Obesity and children

Obesity and children

An increasing number of children are coming to terms with being labelled obese but how do we approach the topic with parents and children who are dangerously overweight? These children are at a much greater risk of developing serious conditions such as high blood pressure, heart disease and cancer. Supposedly, one third of those who experience coronary heart disease develop it due to their excessive body weight.  Signs of heart disease are reported in young children as well as adults and the numbers are on the increase. In addition, it is thought that the present generation of children will not outlive their parents.

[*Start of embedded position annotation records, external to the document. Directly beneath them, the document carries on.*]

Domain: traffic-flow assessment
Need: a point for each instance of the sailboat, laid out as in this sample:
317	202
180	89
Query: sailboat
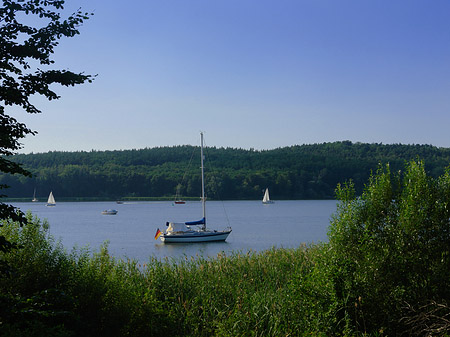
193	231
51	200
178	199
266	198
34	196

Preventing Obesity in Children

If you are overweight when young and then lose weight and eventually grow into an adult with a body mass index that would be considered healthy, it is still thought that the long term effects of this excess in weight will remain and affect one for the rest of their lives.

Thousands of studies have been published in the International Journal of Obesity over the years and recently this research was analysed. There was a hopeful finding despite the fact that long term conditions were noted in that the long term effects were also reversible.

Childhood overweight and obesity

Health professionals have recently been urged not to call overweight children obese and rather, ‘unhealthy weighing’, nor should the term obese be used when speaking to parents about their children. It is thought that this will maintain a parent’s realistic attitude towards the health of their children.

Sometimes children do not know what is making them fat. Really they should only be eating what is deemed absolutely necessary. Cutting out fat is number one and will also give them more energy. It is once again all down to the teaching.